Noncanonical translation initiation mechanisms
Viral and cellular RNAs can bypass some or all of the above steps of translation initiation using alternative pathways mediated by highly structured RNA elements in the 5′-UTR. We have studied translation initiation on the model cricket paralysis virus intergenic region internal ribosome entry site (IRES) and the hepatitis C virus IRES to understand how 80S ribosome assembly is achieved by subverting the standard initiation pathway during host infection. Our current research in this area is focused on using biochemical and structural methods to examine repeat-associated non-AUG (RAN) translation. This will help us understand fundamental aspects of scanning, start codon selection, and 80S ribosome assembly and how these steps are mis-regulated in human repeat expansion diseases.

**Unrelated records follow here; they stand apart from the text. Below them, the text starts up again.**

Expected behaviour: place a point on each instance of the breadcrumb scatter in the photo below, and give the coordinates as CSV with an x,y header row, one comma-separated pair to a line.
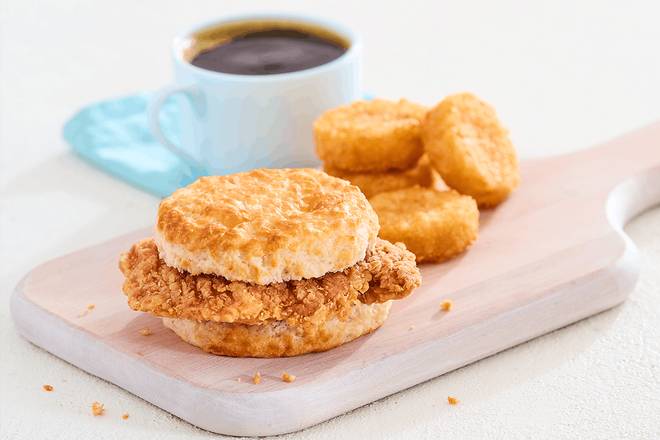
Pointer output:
x,y
98,409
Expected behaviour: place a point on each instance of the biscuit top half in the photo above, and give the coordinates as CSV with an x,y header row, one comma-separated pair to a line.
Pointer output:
x,y
266,226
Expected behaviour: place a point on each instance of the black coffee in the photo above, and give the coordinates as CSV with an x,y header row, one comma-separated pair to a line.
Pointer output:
x,y
269,52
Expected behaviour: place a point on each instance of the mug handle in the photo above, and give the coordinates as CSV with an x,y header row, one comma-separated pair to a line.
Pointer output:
x,y
155,105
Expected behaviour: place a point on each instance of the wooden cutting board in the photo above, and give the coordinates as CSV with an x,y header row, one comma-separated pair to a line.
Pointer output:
x,y
552,254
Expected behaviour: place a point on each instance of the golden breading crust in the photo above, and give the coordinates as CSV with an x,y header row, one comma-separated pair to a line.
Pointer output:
x,y
434,225
376,135
276,339
470,149
266,225
375,183
387,272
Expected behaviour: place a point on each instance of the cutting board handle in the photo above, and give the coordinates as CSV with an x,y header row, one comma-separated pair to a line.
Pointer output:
x,y
625,172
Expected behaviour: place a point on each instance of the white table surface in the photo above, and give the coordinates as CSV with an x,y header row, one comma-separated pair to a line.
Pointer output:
x,y
563,76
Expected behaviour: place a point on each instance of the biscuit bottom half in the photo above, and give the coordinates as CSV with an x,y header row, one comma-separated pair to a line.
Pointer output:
x,y
278,338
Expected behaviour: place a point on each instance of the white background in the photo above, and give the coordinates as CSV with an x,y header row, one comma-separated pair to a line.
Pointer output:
x,y
563,75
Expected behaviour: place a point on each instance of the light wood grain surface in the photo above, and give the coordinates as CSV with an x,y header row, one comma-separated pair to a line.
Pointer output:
x,y
552,254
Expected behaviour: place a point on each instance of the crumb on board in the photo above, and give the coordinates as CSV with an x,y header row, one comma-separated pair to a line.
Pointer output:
x,y
88,309
98,409
286,377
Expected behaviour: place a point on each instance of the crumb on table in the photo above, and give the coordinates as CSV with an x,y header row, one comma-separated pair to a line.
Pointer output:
x,y
98,409
286,377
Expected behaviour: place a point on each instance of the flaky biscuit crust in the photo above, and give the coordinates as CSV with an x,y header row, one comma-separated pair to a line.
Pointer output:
x,y
434,225
266,225
470,149
387,272
377,182
370,136
278,339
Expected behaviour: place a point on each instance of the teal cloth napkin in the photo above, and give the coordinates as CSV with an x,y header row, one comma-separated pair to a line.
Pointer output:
x,y
114,136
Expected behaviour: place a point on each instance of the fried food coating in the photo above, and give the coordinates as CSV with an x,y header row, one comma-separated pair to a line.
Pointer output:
x,y
266,225
377,182
370,136
278,338
387,272
470,149
434,225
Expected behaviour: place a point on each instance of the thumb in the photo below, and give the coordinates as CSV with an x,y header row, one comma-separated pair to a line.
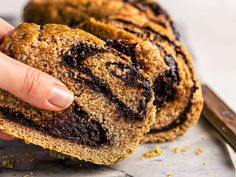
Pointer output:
x,y
33,86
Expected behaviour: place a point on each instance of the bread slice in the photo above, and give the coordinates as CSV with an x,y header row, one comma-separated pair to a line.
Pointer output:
x,y
177,90
72,12
113,104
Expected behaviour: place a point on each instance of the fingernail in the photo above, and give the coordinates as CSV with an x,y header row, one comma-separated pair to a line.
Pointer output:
x,y
61,97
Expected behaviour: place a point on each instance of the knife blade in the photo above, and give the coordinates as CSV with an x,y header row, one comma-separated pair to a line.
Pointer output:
x,y
215,111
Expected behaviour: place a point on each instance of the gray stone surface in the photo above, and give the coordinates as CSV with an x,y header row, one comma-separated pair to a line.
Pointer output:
x,y
213,162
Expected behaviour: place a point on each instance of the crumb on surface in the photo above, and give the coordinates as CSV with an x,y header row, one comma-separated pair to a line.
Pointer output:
x,y
199,151
180,149
10,161
157,152
58,155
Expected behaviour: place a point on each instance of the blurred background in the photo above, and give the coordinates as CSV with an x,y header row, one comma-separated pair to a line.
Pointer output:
x,y
209,30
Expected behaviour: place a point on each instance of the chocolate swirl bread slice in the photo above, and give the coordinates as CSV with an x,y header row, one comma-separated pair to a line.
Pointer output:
x,y
177,90
113,104
73,12
155,13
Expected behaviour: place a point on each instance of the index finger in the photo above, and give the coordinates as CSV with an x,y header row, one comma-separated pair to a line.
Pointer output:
x,y
5,28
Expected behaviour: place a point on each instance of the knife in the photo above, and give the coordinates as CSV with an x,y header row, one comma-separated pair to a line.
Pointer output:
x,y
223,119
216,112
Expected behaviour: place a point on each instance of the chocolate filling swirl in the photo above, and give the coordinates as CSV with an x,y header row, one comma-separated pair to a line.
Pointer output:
x,y
74,59
164,83
74,124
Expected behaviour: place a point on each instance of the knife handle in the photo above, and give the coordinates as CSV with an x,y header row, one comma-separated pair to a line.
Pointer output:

Figure 7 The Hepatitis C virus internal ribosome entry site bypasses the scanning process by binding directly to 40S subunits, leading to initiation without many factors. Structure of human 40S-IRES complex showing IRES RNA in blue, 40S subunit in yellow, and RACK1 protein in yellow. We have long studied structure-function relations using viral IRES.
Figure 8 Aberrant initiation and translation can lead to human disease. Repeat expansions in the human C9orf72 gene leads to incorrect splicing and translation of the repeat-containing RNA. The 5’ UTR does not contain a cognate initiation codon, but initiation occurs a CUG, likely influenced by the presence of G-rich structures in the mRNA, and translation creates aggregation-prone dipeptide repeat proteins.